24 mai 2004 Si j’étais Fedor Michaelovitch. Si j’étais Fedor Michaelovitch Dostoïevski, j’aurais écrit le roman des trois adolescentes qui ont tué une bonne sœur avec 19 coups de couteau, à Chiavenna, une petite ville des Alpes italiennes, le 6 juin 2000. J’aurais décrit la vie inquiète de cette ville emmaillotée par des montagnes trop sereines et trop graves ; j’aurais parcouru les sillons que le catholicisme avait tracé dans les âmes de Veronica, Ambra et Milena, pour chercher les grains du satanisme que la voix, venue de loin, de Marilyn Manson avait déposé ; j’aurais creusé des tunnels dans mon âme pour chercher les possibilités d’une violence, gratuite en apparence, que les rituels rendent humaine ; j’aurais montré que la souffrance causée par la religion des pères était moindre que celle du vide que les forces du mal occupent ; j’aurais décrit le pardon qui suivait le rythme du couteaux et l’abandon qui prépara la couche à la mort ; j’aurais montré le réveil de Veronica, sa confession, sa fuite ; j’aurais laissé parler Marco coupable de ne pas se sentir coupable…

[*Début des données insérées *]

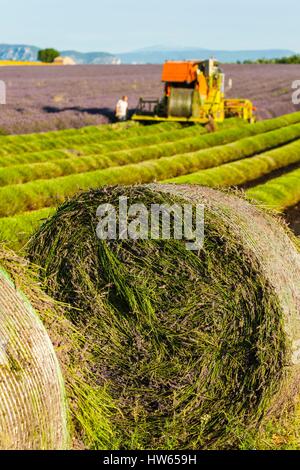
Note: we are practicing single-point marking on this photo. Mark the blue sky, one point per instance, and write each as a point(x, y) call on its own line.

Mais je ne suis pas Fedor Michaelovitch, je n’ai jamais mis pied à Saint-Pétersbourg et, surtout, je n’ai jamais été prisonnière en Sibérie.

Que je connaisse Chiavenna ne suffit pas, et que je sois née le 6 juin, c’est un hasard  — un hasard, que je dois l’admettre, retint mon regard sur l’article qui parlait de cette horreur plus longtemps que d’habitude.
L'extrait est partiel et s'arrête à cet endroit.